Die große Reichweite im Netz sei dennoch eine Chance, auch für die Lokalzeitung, konstatiert Tobias Kleine. „Allerdings geht damit die Erwartungshaltung einher, dass es auch kostenlos ist“, sieht er hier ein Dilemma für die Verlage, die ja zunächst Erlöse erwirtschaften müssen, um guten Journalismus finanzieren zu können. Zugleich schreibt der Familienvater der Tagespresse einen Bildungsauftrag beispielsweise bei so zentralen Familienthemen wie Kita und OGS zu: „Ein Teil der Eltern versteht ja heute schon gar nicht mehr, wie das System funktioniert.“ Daher seien die Menschen auch empfänglich für simplifizierte Lösungen selbsternannter politischer Heilsbringer, deren Vorschläge zwar gut klingen, aber abseits aller Realitäten sind. „Hier müsste es Teil des Anforderungsprofils für eine Redaktion sein, der Gesellschaft die Zusammenhänge immer wieder vor Augen zu führen.“ Der Auftrag: Ratgebern mit schlichten, unrealistischen Lösungen durch belastbare Fakten und Informationen den Wind aus den Segeln nehmen. Und dies als ein Medium, das zwar nicht, wie der öffentlich-rechtliche Rundfunk, mit staatlicher Finanzierung agiere, sondern aus eigener Kraft letztlich eine gesellschaftliche Aufgabe stemmen müsse, analysiert Kleine eine Krux der Tagespresse.
Klare Erwartungshaltung
„Unsere Kinder müssen ja genauso in die Lage versetzt werden, das gesellschaftliche Leben zu begreifen“, sieht Burkhard Schwemin hier ebenso eine Kernaufgabe der Redaktion, durch Leseangebote die notwendigen Informationen und Hintergründe zu vermitteln. Zwar schaffe die Schule hier die Basis, aber später würden eben Kanäle wie TikTok diese Rolle übernehmen, weil die Jugend die Bezahlschranken meide: „Das ist die Schwierigkeit, weil die Medienhäuser sich ja auch irgendwie finanzieren müssen, um ehrliche Information und vernünftigen, unabhängigen Journalismus betreiben zu können.“
„Unsere Kinder müssen ja genauso in die Lage versetzt werden, das gesellschaftliche Leben zu begreifen.“
Dabei appelliert Michael Werth, Themen häufiger mit einem wohlwollenden Ansatz aufzugreifen und in einer Stadt wie Hagen, die unbestritten zu viele Probleme habe, nicht zu oft den negativen Ansatz zu suchen: „Man kann Themen auch positiv darstellen, damit die Leute, die für die Stadt was tun, in ein besseres Licht gerückt werden“, denkt er beispielsweise an die Aktivitäten der Stadtverwaltung. „Viele reiben sich dort eben auch für unsere Heimatstadt auf.“

Unterstützung kommt von Frank Edeling: „Manchmal mag ich die Zeitung gar nicht mehr lesen, weil immer wieder negative Dinge in den Vordergrund rücken. Dabei hat Hagen so viele schöne Dinge anzubieten“, hat er vor allem die täglichen Wahrheiten aus dem Polizeibericht satt. Widerspruch von Michael Kersting: „Das ist keine Aufgabe von Lokaljournalismus, darum müssen sich originär Stadtmarketing und Tourismus kümmern.“ Dennoch verweist Burkhard Schwemin auf eine politische Verantwortung der Redaktion, Nachrichten über Kriminalität und Verwahrlosungsphänomene in der Stadt nicht allzu hoch zu hängen, um kein wachsendes Negativ-Image zu befördern und somit rechten Kräften Argumente zu liefern.

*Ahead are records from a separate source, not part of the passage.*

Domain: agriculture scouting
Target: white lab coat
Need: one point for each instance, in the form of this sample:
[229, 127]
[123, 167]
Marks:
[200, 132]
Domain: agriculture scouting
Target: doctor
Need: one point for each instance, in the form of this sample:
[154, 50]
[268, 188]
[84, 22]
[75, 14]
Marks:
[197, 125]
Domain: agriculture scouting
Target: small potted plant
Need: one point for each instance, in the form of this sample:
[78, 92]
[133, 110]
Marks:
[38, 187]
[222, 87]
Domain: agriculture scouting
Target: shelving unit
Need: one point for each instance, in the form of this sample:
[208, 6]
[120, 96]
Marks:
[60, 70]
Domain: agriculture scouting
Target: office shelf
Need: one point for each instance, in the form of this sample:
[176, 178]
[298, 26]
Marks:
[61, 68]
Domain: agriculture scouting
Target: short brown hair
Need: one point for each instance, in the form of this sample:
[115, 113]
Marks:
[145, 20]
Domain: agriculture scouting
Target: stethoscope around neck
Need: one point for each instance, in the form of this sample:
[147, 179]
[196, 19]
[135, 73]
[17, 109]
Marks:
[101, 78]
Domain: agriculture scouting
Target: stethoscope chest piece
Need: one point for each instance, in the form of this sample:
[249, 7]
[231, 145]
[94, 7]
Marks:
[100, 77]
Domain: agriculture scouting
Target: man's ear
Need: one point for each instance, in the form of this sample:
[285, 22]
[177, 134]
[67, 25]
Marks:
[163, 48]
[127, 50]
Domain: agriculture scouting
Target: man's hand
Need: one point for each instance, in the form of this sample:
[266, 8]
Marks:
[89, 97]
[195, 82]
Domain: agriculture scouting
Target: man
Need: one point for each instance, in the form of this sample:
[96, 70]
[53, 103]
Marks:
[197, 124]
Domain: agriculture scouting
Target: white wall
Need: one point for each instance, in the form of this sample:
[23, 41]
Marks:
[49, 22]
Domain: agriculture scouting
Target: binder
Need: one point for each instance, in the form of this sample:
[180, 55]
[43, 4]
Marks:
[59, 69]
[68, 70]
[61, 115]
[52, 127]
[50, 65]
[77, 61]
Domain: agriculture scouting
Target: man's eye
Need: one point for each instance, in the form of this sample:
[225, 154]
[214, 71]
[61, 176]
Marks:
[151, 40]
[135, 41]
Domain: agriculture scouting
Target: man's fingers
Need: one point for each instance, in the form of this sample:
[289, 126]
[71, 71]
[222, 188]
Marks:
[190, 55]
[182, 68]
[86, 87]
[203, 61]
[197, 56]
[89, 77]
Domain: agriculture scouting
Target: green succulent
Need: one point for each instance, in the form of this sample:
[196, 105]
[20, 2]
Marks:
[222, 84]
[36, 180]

„Manchmal mag ich die Zeitung gar nicht mehr lesen, weil immer wieder negative Dinge in den Vordergrund rücken. Dabei hat Hagen so viele schöne Dinge anzubieten“
Konsequente Gangart
Widerspruch kommt dabei von Tobias Kleine. Gerade beim Thema OGS erwarte er, dass die Redaktion bei der Recherche über die Missstände in Hagen noch viel tiefer bohre: „Als Bürger in Hagen würde ich sagen, die aktuelle Entwicklung ist eine Vollkatastrophe, das ist Arbeitsverweigerung der Stadtverwaltung. Da würde ich mir weniger Politness wünschen“, setzt der Familienvater wiederum auf eine konsequentere Gangart der Journalisten.

Unter dem Strich ein inspirierender Abend voller Appelle, Fragen, Anregungen und Aufträge. Eine Begegnung, die zugleich zum Mutmacher für das Redaktionsteam wird, weiter durch intensive Recherche und Faktenchecks eine ausgewogene, sorgfältige Berichterstattung anzustreben, die wahrhaftige Ergebnisse liefert und somit das Vertrauen in professionellen Journalismus und die Lokalberichterstattung – sei es auf Papier, im E-Paper oder als Online-Angebot – jeden Tag aufs Neue rechtfertigt. Die Stadtredaktion fühlt sich diesem Anspruch, der zugleich ein Qualitätsversprechen für die tägliche Arbeit darstellt, auch künftig verpflichtet.